# Recurrent Neural Networks Demo

Author: Runshan Fu (Fall 2017 95-865 TA), George H. Chen

In this demo, we will implement RNN models for sentiment analysis on IMDB reviews. We will start from the original review texts and predict the sentiment (positive or negative) for each review. This demo is borrowed from the book *Deep Learning with Python* by Francois Chollet and also uses code from user `mdaoust` in [this stackoverflow post](https://stackoverflow.com/questions/42821330/restore-original-text-from-keras-s-imdb-dataset).

In [1]:
%matplotlib inline
import matplotlib.pyplot as plt
import numpy as np

## Load the dataset
We directly load the data as lists of intergers from keras. We restrict the movie reviews to the top 2000 most common words, and make all the reviews exactly 200 words (truncating as needed or padding with a special padding character; note that truncating works by removing the *start* of the review and keeping only the last 200 words; padding works by adding the special padding character to the *start* of the review).

In [2]:
from keras.datasets import imdb
from keras.preprocessing import sequence

# load the dataset and only keep the top words (most frequently occurring)
vocab_size = 2000
INDEX_FROM = 2  # for dealing with some special characters; this is a technical thing related to the IMDB dataset
(x_train, y_train), (x_test, y_test) = imdb.load_data(num_words=vocab_size, index_from=INDEX_FROM)

word_to_idx = imdb.get_word_index()
word_to_idx = {word:(word_idx + INDEX_FROM) for word, word_idx in word_to_idx.items()}
word_to_idx['<PAD>'] = 0
word_to_idx['<START>'] = 1
word_to_idx['<UNK>'] = 2

idx_to_word = {word_idx:word for word, word_idx in word_to_idx.items()}

# turn the lists of integers into a 2D integer tensor of shape `(samples, maxlen)`
x_train = sequence.pad_sequences(x_train, maxlen=200)
x_test = sequence.pad_sequences(x_test, maxlen=200)

Using TensorFlow backend.
  _np_qint8 = np.dtype([("qint8", np.int8, 1)])
  _np_quint8 = np.dtype([("quint8", np.uint8, 1)])
  _np_qint16 = np.dtype([("qint16", np.int16, 1)])
  _np_quint16 = np.dtype([("quint16", np.uint16, 1)])
  _np_qint32 = np.dtype([("qint32", np.int32, 1)])
  np_resource = np.dtype([("resource", np.ubyte, 1)])

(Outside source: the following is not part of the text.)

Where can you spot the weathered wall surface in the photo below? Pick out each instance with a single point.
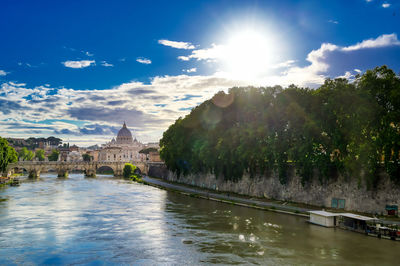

ValueError: Object arrays cannot be loaded when allow_pickle=False

In [None]:
print(x_train.shape)

In [None]:
print(x_train[0])

Here is an example of a review with positive sentiment (this particular review has been truncated, so we only see the last 200 words of the review):

In [None]:
print(' '.join(idx_to_word[idx] for idx in x_train[0]))

In [None]:
y_train[0]

Here is an example of a review with negative sentiment (this particular review has been padded at the beginning; note that when we can see the starting of a review, the first token of the actual review is a special token `<START>`):

In [None]:
print(' '.join(idx_to_word[idx] for idx in x_train[-3]))

In [None]:
y_train[-3]

## Use pre-trained word embeddings
We use GloVe embeddings instead of learning our own task-specific word embedding. First download the pre-computed embeddings from 2014 English Wikipedia on https://nlp.stanford.edu/projects/glove/ (specifically the one with 6 billion tokens, `globe.6B.zip`). Unzip it (so that `glove.6B.100d.txt` is located in the directory `./glove/`).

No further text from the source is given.